We go back to my condo and spend the rest of the morning documenting the Longview plant situation. Lucy writes a memo in environmental science-ese outlining the discrepancies between internal plant measurement and compliance reports filed with the TCEQ. I decide to spare Lucy from knowing about Baldwin’s discovery that his computer was hacked and his engaging a security specialist. I only warn her not to communicate with me via email on any of the particulars of Longview or Bishop.
She has a flight to catch at 1 o’clock, so she packs up and we get in my car to head to the airport.
“We’re doing the right thing on this, Tanzie. Really we are,” Lucy begins as I drive.

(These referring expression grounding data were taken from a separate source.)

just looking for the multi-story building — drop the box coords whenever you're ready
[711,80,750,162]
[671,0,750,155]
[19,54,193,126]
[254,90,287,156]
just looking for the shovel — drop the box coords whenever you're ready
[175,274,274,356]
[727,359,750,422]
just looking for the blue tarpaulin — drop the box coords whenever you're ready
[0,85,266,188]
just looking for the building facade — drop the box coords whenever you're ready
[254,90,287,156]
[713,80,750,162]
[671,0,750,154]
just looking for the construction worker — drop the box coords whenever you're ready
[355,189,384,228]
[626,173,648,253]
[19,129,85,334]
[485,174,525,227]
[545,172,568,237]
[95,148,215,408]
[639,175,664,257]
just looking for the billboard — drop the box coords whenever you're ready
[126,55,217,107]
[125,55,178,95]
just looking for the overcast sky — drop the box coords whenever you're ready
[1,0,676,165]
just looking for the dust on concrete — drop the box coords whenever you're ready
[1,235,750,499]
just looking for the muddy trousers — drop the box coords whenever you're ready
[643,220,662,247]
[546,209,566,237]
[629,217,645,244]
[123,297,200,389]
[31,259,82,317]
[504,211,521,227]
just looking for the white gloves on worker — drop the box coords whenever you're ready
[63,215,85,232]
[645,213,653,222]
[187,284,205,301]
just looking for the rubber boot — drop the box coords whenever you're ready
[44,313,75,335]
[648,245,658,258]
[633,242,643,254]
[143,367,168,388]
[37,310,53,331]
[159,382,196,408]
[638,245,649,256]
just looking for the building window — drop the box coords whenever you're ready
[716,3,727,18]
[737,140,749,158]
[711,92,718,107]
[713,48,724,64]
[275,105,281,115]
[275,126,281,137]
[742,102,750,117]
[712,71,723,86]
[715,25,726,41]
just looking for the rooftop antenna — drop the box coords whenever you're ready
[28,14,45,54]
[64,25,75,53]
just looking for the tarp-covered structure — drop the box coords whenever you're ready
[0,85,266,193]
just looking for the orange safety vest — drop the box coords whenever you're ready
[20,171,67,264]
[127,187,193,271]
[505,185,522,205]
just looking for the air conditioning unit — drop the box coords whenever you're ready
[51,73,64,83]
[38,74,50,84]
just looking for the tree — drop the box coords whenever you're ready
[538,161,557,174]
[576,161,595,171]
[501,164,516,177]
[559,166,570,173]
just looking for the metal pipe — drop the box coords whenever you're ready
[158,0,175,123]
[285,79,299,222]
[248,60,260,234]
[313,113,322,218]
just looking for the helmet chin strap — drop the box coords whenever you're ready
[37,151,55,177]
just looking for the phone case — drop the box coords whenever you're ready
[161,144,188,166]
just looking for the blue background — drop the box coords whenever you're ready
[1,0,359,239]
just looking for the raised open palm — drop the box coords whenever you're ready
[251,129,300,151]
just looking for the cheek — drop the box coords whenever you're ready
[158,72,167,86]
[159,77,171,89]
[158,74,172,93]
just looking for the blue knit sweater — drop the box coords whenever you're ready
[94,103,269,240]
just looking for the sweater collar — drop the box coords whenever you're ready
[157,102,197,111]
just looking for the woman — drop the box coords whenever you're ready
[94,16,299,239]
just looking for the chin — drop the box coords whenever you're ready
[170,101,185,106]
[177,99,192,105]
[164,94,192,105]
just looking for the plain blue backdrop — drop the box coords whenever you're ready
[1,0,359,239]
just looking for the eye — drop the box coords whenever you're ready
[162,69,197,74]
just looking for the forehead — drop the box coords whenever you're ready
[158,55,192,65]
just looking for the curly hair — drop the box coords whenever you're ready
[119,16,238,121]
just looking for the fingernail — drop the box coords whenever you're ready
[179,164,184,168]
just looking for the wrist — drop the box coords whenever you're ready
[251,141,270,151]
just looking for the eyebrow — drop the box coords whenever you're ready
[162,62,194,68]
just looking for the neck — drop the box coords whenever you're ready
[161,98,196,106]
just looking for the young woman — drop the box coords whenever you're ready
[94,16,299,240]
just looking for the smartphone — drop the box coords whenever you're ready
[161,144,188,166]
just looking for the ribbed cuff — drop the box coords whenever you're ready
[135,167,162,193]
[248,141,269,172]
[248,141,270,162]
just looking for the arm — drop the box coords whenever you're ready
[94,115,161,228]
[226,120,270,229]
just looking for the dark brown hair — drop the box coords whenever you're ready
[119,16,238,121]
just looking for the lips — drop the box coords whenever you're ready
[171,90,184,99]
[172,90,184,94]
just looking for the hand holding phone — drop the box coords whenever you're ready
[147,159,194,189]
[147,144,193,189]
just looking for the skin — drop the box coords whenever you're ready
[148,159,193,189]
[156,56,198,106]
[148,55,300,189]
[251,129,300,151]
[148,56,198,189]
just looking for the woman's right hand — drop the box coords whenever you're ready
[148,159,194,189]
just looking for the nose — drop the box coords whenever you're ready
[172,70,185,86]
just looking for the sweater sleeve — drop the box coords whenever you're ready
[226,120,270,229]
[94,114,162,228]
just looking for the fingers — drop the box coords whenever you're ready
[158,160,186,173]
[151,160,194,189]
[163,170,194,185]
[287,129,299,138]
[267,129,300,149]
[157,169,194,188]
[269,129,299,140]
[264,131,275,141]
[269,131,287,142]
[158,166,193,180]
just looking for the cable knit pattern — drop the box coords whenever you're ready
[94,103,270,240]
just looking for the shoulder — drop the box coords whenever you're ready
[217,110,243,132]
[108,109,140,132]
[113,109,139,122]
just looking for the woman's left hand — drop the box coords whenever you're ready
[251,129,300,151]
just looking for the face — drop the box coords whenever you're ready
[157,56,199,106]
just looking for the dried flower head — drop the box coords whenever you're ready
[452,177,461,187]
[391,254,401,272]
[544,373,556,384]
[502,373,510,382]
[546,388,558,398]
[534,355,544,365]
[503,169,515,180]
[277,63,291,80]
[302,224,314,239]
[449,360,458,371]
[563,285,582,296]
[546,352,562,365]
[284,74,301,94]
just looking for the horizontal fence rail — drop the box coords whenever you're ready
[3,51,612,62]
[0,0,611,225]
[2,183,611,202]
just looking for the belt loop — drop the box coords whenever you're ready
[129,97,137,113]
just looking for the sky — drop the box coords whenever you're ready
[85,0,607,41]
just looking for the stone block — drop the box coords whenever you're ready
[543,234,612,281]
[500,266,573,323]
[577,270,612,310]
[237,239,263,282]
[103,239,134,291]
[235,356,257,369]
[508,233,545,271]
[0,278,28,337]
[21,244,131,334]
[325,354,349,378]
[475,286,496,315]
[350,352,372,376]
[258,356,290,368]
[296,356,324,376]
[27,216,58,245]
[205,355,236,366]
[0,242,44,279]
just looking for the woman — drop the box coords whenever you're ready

“I know,” I say, looking ahead.
“I didn’t mean those things I said last night about your life being silly.”
“Yes you did,” I tell her. “And it is sort of silly. I know that. But I’m just trying to get my life back, Lucy. It’s been a tough year for me.”
We are silent for the next few miles. I am trying not to cry, and Lucy gives me time to compose myself.
“This has been so much fun,” I finally say, just as the floodgates open.
Lucy doubles over in a combination of laughter and tears. “Oh God. Don’t make me feel bad!”
“No. I really needed you here, Lucy. We don’t always agree, but I really did need someone to work through this with me. I feel very alone on this, and you’ve been a lot of help.”